Ze waren er al een kwartier, stil door het plechtige schouwspel van de storm, toen een vuurflits, met verblindende helderheid, de donkere wolk in een zigzaglijn doormidden scheurde en tegen een boom sloeg met een angstaanjagende ontploffing. Het gebeurde met zoveel kracht en geweld dat je zou hebben kunnen denken dat de hele hemel naar beneden viel. Het angstaanjagende schouwspel was in een oogwenk voorbij. Wild van angst had Jules zich met gevouwen handen op zijn knieën laten vallen. Hij huilde en bad. Maar de rust van zijn oom werd er in het geheel niet door verstoord.

“Houd moed, mijn beste jongen,” zei oom Paul zodra de eerste schrik voorbij was. “Laten we elkaar omhelzen en God danken dat Hij ons veilig heeft gehouden. Wij zijn zojuist aan een groot gevaar ontsnapt; de bliksemschicht trof namelijk de boom waaronder we eerst wilden schuilen.”

“Oh, wat was ik bang, oom!” riep de jongen. “Ik dacht er zelfs aan dat ik zou kunnen sterven. Toen u erop stond om ondanks de regen weg te rennen, wist u toen dat de bliksemschicht die boom zou raken?

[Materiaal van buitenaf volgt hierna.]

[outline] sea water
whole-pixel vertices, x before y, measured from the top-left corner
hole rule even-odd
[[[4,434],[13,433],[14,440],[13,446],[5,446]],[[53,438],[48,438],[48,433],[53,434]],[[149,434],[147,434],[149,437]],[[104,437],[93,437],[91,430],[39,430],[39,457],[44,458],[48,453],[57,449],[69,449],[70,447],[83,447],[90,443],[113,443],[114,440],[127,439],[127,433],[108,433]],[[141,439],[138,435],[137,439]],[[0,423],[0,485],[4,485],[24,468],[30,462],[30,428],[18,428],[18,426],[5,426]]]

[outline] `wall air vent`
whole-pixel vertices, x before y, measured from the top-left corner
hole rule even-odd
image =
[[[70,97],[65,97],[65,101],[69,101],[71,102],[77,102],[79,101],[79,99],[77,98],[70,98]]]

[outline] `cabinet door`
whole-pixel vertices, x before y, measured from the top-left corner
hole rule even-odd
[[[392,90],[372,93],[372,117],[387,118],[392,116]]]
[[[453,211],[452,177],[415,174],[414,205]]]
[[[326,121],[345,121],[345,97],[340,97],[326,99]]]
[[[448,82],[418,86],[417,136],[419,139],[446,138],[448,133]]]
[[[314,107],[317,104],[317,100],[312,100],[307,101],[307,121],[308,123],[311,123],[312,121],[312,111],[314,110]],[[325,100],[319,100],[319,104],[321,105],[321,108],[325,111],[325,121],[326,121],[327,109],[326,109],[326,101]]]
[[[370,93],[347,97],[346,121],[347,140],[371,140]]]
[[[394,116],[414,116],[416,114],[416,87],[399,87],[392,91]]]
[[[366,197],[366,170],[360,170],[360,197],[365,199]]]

“Nee, mijn lieve jongen, ik wist er niets van, en niemand kon het weten; alleen om een of andere reden was ik bang om in de buurt van de grote vertakte den te zijn, en mijn intuïtie zei me op zoek naar een minder gevaarlijke schuilplaats.”

“Zul je me nog een keer precies uitleggen waarom je nou de gevaarlijke beschutting van de boom hebt vermeden, oom?”

“Heel graag, maar dan als we allemaal samen zijn, zodat iedereen er het kan horen. Niemand mag het gevaar negeren dat je loopt als je tijdens een storm onder een boom schuilt.”

Intussen was de regenwolk met zijn bliksemschichten en donderslagen de verte ingetrokken. Aan de ene kant ging de zon stralend onder; aan de andere kant, in de nasleep van de storm, boog de regenboog zijn immense heldere kleurenboog over de aarde. Oom Paul en Jules gingen weer op weg, zonder ooit het beroemde rupsennest te vergeten, dat hen het leven had kunnen kosten.